In the creative process, Born does not seek resolution, Instead, it creates a space where trauma speaks—where reproductive fear is not only personal, but a collective, deeply felt reality. The body in the animation no longer maintains a natural and stable physiological structure, but constantly morphs, merges, and splits, becoming a "traumatic" experience field pulled by emotions. By reshaping and recontextualizing the female form, this film goes beyond simple healing and aims to seek visibility, bringing hidden things into the light. Animation is not only a narrative tool but also a powerful means to explore complex emotional experiences and modern social structures. Therefore, the film hopes to break people's inherent perceptions of women's bodies and fertility, and arouse people's attention to types of "invisible trauma."

**Article published: June 20, 2025**


References

Born, Leslie, Shauna Dae Phillips, Meir Steiner, and Claudio N. Soares. 2005. "Trauma & the reproductive lifecycle in women."  Brazilian Journal of Psychiatry 27. https://doi.org/10.1590/S1516-44462005000600006

Culbertson, Roberta. 1995. "Embodied memory, transcendence, and telling: Recounting trauma, re-establishing the self."  New Literary History 26 (1):169-195. https://muse.jhu.edu/pub/1/article/24217/summary

Frownfelter, Andrea. 2010. "Flower symbolism as female sexual metaphor."Open Access Senior Honors Thesis, Art, Eastern Michigan University.

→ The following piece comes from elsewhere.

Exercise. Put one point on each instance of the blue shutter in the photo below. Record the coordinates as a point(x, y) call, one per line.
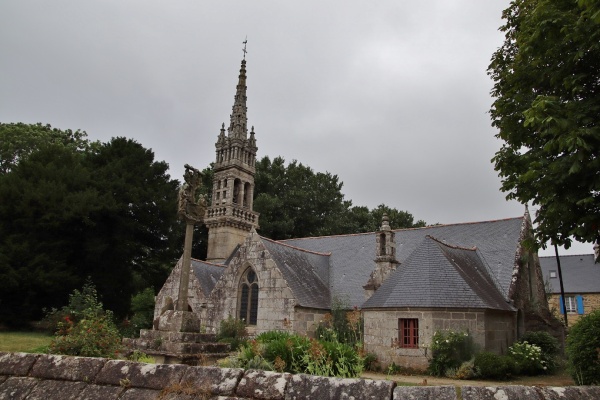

Kövecses, Zoltán. 2000. Metaphor and emotion : language, culture, and body in human feeling. 1 ed. Cambridge, U.K.: Cambridge University Press.

Obinyan, Valentine Ehichioya. 2014. " FUNDAMENTAL IMPLICATIONS OF SIGMOND FREUD'S DREAM ANALYSIS."  Science Journal of  Psychology.

Reeh-Peters, Christine, Stefan W. Schmidt, and Peter Weibel. 2021. The Real of Reality: the Realist Turn in Contemporary Film Theory. Boston, UNITED STATES: BRILL.

Smith, Stephanie A. 2016. "‘An Empire O’er the Disentangled Doom’."  Science Fiction Film & Television 9 (1):55-72. doi: doi:10.3828/sfftv.2016.3.

Stewart, Michelle. 2024. "Posthumous Portraits in Motion: Experimental Animation, Metamorphosis and Reflections on Mortality."  Animation 19 (1):6-26. doi: 10.1177/17468477241233480.

Van Der Kolk, Bessel A. 1998. "Trauma and memory."  Psychiatry and Clinical Neurosciences 52 (S1):S52-S64. doi: https://doi.org/10.1046/j.1440-1819.1998.0520s5S97.x.


Biography

Yixin Sun is a Melbourne-based animator and designer whose work explores emotional and social themes through visual storytelling. After completing her Bachelor’s degree in Visual Communication from the University of Technology Sydney, Yixin further explored how motion design and animation can be used as powerful tools for expression. Whilst concurrently completing her Master’s of Animation, Games, and Interactivity at RMIT University, Yixin is collaborating with Psoriasis Australia to create a series of short films titled, “Different On The Outside, But The Same On The Inside”, which aim to raise awareness about various skin conditions.